Views on the News – 25 Nov 2020

Headlines:

  • Iran Tells Iraq Factions ‘No Attacks on US Targets until Trump is Gone’
  • Saudis Secretly Welcome Netanyahu
  • Oil-Rich Kuwait Faces Looming Debt Crisis


Iran Tells Iraq Factions ‘No Attacks on US Targets until Trump is Gone’

Terrified that Donald Trump could launch a new Middle East war, Iran dispatched one of its top generals to Baghdad last week to order allied Iraqi factions to cease all attacks until Joe Biden is in the White House, paramilitary commanders told Middle East Eye.
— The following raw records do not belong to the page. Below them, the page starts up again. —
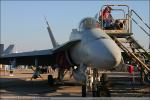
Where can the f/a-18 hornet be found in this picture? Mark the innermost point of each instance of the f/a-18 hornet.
(88, 47)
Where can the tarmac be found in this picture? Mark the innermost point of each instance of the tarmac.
(120, 84)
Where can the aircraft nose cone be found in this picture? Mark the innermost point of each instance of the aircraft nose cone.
(104, 54)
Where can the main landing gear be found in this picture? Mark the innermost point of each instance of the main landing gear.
(96, 85)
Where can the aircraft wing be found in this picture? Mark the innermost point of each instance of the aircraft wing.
(44, 57)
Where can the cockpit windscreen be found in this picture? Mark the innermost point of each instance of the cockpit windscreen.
(87, 23)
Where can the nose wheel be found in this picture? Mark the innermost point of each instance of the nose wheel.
(98, 87)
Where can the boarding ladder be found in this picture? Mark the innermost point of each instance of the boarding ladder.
(135, 51)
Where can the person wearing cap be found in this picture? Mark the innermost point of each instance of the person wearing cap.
(106, 17)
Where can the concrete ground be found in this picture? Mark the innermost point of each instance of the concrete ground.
(119, 85)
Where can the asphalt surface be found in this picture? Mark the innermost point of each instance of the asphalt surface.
(120, 84)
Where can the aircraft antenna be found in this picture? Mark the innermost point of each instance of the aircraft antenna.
(51, 34)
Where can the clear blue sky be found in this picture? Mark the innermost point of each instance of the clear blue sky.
(23, 24)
Arriving 24 hours after a barrage of rockets targeted the US embassy in Baghdad’s Green Zone, Brigadier General Ismail Qaani was explicit in his instructions to paramilitary leaders on Wednesday. “Qaani made it clear that Trump wants to drag the region into an open war before leaving, to take revenge on his opponents over losing the election, and it is not in our interest to give him any justification to start such a war,” a senior commander of a Shia armed faction, who was among those briefed about what was said at the meeting, told MEE.

 

Saudis Secretly Welcome Netanyahu

Despite attempts by the Saudi media to hide the visit by Zionist leader Benjamin Netanyahu to Saudi Arabia on Sunday 22nd November, the Jewish entity’s Education Minister Yoav Gallant confirmed reports from domestic media that Netanyahu met Crown Prince Mohammed bin Salman on and also met with the outgoing US Secretary of State Mike Pompeo. Gallant spoke of a “great success”. A journalist for the Haaretz published aviation data that documented the flight of a business plane from Tel Aviv to the Saudi Arabian city of Neom on the Red Sea. ‘Israeli’ media reported that Netanyahu was accompanied on his trip by foreign intelligence chief Joseph (Yossi) Cohen. The Saudi regime has always had an intelligence and defence relationship with the Zionists, it is now just making it public.

 

Oil-Rich Kuwait Faces Looming Debt Crisis

Kuwait, one of the world’s wealthiest countries, is facing a debt crisis. The pandemic has sent the price of oil crashing to all-time lows and pushed the petrostate towards a reckoning with its long-time largesse, just as a parliamentary election approaches in December. Like other Gulf sheikhdoms, Kuwait provides jobs to around 90% of citizens on the public payroll, along with generous benefits and subsidies, from cheap electricity and petrol to free healthcare and education. With crude oil prices just above $40 a barrel, other nearby Arab states took on debt, trimmed subsidies or introduced taxes to sustain their spending. Kuwait, however, did none of that. Its breakeven price for this year’s budget was $86 a barrel, double current sales figures, putting its finances under strain.